9:28 AM CDT, July 13, 2011
The White Sox are five games out of first place in the AL Central and just lost five of seven at home against divisional opponents. Paul Konerko says his Sox don’t look like a division-winning team right now. Rank honesty about a team playing pretty rank baseball.
The Cubs, meanwhile, are 18 games below .500 and have the second-worst record in baseball. Matt Garza says his Cubs are “right where we want to be.’’ Wait, Garza WANTED to be the second-worst team in baseball? Is Garza that delusional or does he believe you can play Cubs fans for stupid? Either way, he has ownership written all over him.
And there you have the difference in Chicago: On the South Side, they stick you with truth serum, while on the North Side, there’s a group discount for stupid gas.
I fear that the Sox’s main strategy in the second half is to believe that Adam Dunn and Alex Rios can’t be this bad the rest of the season, which is troublesome because, yes, they can be this bad, and in fact, I think Rios has it in him to be even worse. The strategy cannot be just hoping. The Sox manager has to seriously bench the guys who don’t produce. Big money, veterans, whoever --- hit or sit. And Sox general manager needed to move someone out of that clubhouse at least two weeks ago. Heck of a time for Ozzie Guillen and Kenny Williams to turn all Mike Quade and Jim Hendry on us.
Konerko, Carlos Quentin and Starlin Castro¿ combined to go 0-4, make an error, get thrown out at the plate, and make the last out of the All-Star Game with a teammate on third. Doesn’t matter where you play, it’s still Chicago baseball.
That said, Castro is young and special. He’s thirsting to improve. He’s already a star, an All-Star, in fact, but he isn’t taken with himself. Instead, he’s talking about wanting to be the best, not acting like he already is. You can’t help but think of Derrick Rose. You can’t help but think that’s a great thing.
Best thing about the All-Star Game for the Sox was Detroit’s Miguel Cabrera suffering an oblique strain on his right side. Such injuries can sideline players for a month, but more immediately, Cabrera might be unavailable to kill the Sox when their miserable season resumes this weekend. So, even if the Sox can’t figure out how to help themselves --- choking two of three against the worst team in the league and five of seven against AL Central foes at home --- then at least one opponent in one of the worst divisions in baseball found a way to help.
Cabrera’s injury is exactly why teams don’t want their players in that meaningless game, but hey, at least Bud Selig can now award the Tigers home-MRI advantage.
The All-Star Game determined home-field advantage in the World Series.
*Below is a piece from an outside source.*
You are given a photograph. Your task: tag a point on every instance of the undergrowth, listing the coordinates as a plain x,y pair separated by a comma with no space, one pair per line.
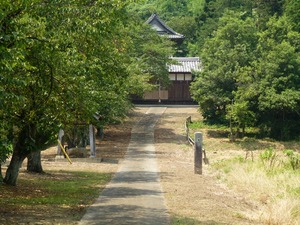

The Yankees are a team with a stake in that. The Yankees captain skipped the All-Star Game. How important is the game again? Connect the dots, Bud.
Wait, the All-Star Game was played in a National League park, but used the designated hitter? Isn’t that the kind of thing you’d do in a meaningless exhibition game? I’ll hang up and listen for Selig’s next step in clowning his sport’s championship.
So, does the All-Star Game result confirm that Quade is far better as a coach in a National League dugout than as a manager? I’ll hang up and listen for Hendry’s hummena-hummena-hummena.
As the Cubs’ death spiral continues in the second half of this season, I can’t imagine the manner in which players will publicly disrespect Quade.
The Brewers acquired closer Francisco Rodriguez¿ from the Mets, and I’m wondering, how does this affect the Cubs’ chances of reaching the World Series?
But hey, at least the Cubs would have home-field advantage this year.